From everything that I’ve read, been taught, learned and experienced when it comes to improv, they are concepts and ideas that come back time and time again.  And if you were to take those concepts, put them in a pot, and stir, you’d have an “ideal improviser” soup.

The ideal improviser doesn’t think about these things, he just does them.  (Of course until you reach that stage, you’ll probably have to think about them from time to time, even if it means getting in your head.  That’s what rehearsals are for).

The Ideal Improviser…

Doesn’t Think – The motto of the Upright Citizen’s Brigade Theater is “Don’t Think.”  It’s true, the ideal improviser doesn’t think about The Rules, or even this list of things; he listens, builds on what’s been established, and plays.

Listens – No man is an island and no improviser can survive without his scene partners.  Listening is the key to building a completely improvised world.  After all, as Truth in Comedy tells us, “The only star in improv is the ensemble itself.”

Ignores the Rules – The entire premise of Mick Napier’s book Improvise is that you don’t need to even know the rules to have a great improv scene.  Asking questions, or saying no can work as long as you have commitment and agreement from your scene partners.  As Charna Halpern says in Truth in Comedy, “The only rule that can never be broken is the rule of agreement.”

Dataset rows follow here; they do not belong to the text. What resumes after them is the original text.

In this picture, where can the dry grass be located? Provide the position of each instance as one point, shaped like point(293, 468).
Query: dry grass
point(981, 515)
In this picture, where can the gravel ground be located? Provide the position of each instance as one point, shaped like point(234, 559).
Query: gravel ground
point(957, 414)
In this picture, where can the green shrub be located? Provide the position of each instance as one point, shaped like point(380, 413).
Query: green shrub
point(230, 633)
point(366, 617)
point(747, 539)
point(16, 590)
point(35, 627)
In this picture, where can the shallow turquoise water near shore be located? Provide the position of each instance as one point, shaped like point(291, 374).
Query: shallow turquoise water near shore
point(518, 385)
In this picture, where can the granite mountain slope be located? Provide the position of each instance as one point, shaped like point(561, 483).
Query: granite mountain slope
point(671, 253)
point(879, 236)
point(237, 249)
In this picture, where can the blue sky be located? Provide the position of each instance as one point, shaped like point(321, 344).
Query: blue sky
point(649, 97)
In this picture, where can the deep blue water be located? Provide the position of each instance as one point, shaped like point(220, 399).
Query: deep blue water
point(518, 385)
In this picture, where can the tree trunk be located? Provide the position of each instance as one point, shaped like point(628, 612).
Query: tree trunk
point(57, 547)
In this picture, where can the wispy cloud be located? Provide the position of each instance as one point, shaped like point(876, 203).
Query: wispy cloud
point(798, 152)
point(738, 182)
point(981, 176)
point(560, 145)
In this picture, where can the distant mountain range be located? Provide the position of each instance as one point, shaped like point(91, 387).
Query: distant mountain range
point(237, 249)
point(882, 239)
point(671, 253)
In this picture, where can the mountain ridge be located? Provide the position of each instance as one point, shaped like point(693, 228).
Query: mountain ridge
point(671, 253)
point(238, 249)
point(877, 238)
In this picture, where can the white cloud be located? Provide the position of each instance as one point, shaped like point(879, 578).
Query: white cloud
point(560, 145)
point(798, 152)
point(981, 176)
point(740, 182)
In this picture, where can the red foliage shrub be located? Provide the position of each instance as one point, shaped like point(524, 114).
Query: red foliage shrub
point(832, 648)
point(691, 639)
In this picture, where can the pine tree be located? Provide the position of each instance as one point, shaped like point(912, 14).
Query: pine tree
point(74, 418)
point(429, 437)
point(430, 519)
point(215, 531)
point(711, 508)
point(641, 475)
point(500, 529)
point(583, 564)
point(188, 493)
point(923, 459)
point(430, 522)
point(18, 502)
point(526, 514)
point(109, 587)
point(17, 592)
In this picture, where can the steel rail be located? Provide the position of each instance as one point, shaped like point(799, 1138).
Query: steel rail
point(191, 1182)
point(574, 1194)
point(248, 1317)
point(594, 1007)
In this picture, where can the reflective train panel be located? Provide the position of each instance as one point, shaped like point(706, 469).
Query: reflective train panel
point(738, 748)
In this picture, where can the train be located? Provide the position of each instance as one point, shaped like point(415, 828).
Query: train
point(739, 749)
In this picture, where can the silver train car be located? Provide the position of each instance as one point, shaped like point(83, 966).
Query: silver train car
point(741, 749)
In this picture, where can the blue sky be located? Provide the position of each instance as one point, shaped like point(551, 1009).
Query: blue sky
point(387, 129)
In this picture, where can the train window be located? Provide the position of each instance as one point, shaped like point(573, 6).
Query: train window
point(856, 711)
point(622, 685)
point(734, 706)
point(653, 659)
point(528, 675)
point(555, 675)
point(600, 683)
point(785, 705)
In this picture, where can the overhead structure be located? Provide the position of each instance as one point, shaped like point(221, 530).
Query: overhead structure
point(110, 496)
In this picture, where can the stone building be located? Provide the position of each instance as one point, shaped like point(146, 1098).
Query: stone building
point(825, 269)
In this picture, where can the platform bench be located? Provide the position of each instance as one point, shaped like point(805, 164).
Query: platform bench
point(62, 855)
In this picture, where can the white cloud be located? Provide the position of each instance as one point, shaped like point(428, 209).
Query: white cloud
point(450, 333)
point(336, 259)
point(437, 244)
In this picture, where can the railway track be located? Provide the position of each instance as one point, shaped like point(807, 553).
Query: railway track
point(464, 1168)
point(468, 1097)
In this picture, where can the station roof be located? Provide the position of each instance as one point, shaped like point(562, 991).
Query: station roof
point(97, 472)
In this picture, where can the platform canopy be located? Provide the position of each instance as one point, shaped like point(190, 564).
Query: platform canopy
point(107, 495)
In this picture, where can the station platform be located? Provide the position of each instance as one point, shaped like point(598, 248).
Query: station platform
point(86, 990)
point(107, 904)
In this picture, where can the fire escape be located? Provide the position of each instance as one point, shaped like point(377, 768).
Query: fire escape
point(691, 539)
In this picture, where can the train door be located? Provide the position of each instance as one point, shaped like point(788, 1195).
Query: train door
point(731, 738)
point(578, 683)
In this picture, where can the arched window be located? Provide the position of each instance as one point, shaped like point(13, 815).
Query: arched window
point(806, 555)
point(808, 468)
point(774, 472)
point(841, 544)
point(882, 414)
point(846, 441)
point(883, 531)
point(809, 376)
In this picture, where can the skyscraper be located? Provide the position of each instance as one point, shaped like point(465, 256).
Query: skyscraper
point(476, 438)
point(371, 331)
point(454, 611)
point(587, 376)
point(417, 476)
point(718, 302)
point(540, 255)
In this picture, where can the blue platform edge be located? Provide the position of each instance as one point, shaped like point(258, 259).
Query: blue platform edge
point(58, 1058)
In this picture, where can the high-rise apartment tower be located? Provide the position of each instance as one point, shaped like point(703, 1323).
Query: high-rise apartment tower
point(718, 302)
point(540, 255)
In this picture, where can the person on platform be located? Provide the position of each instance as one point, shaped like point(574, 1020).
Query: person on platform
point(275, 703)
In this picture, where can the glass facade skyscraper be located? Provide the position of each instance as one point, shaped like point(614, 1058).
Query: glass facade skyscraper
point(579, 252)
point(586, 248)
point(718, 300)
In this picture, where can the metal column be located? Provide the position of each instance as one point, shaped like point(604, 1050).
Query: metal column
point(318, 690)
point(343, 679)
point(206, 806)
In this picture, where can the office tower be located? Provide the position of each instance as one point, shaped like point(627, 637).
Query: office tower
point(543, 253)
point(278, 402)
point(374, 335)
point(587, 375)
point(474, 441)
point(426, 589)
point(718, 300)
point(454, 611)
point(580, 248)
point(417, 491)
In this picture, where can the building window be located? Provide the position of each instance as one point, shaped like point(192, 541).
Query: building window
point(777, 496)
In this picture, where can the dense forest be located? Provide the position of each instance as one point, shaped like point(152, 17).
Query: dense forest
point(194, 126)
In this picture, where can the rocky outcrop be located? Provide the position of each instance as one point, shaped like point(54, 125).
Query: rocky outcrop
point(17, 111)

Is Specific – Specificity is what adds spice to an improv scene and helps bridge the gap between what is real and what the audience sees as “real.”  As Tim Kazurinsky said, “The trick is to pretend that none of it is pretend.”  This comes in the form of being specific–in dialogue, references, character choices, object work, and stage picture.

Changes Things Up – Too much of the same can get boring, even if it started out great.  No one wants to do (or see) anything that is the same for 50 straight minutes, even laughing–they need a break.  The ideal improviser shows variety in character, emotion, status–everything.

Acts – In Improvise, Mick Napier said “Do something.”  In Impro, Keith Johnstone said “More than laughter they [the audience] want action.”  The ideal improviser does something and takes action.  There is no hesitation and there is no talking about what might make for an interesting scene.  The ideal improviser shows, not tells.

Has Fun – Mick Napier is quoted in The Second City Almanac of Improvisation as saying “At the heart of improvisation is play.”  That’s why the ideal improviser gets onstage: to have fun.

The ideal improviser is just that, an ideal.  He doesn’t actually exist.  But following the guidelines above, distilled from the rules, non-rules, and generalities of various methodologies, you can get closer to that ideal improvisers.  And just like the chicken dance, my friends, that’s what it’s all about.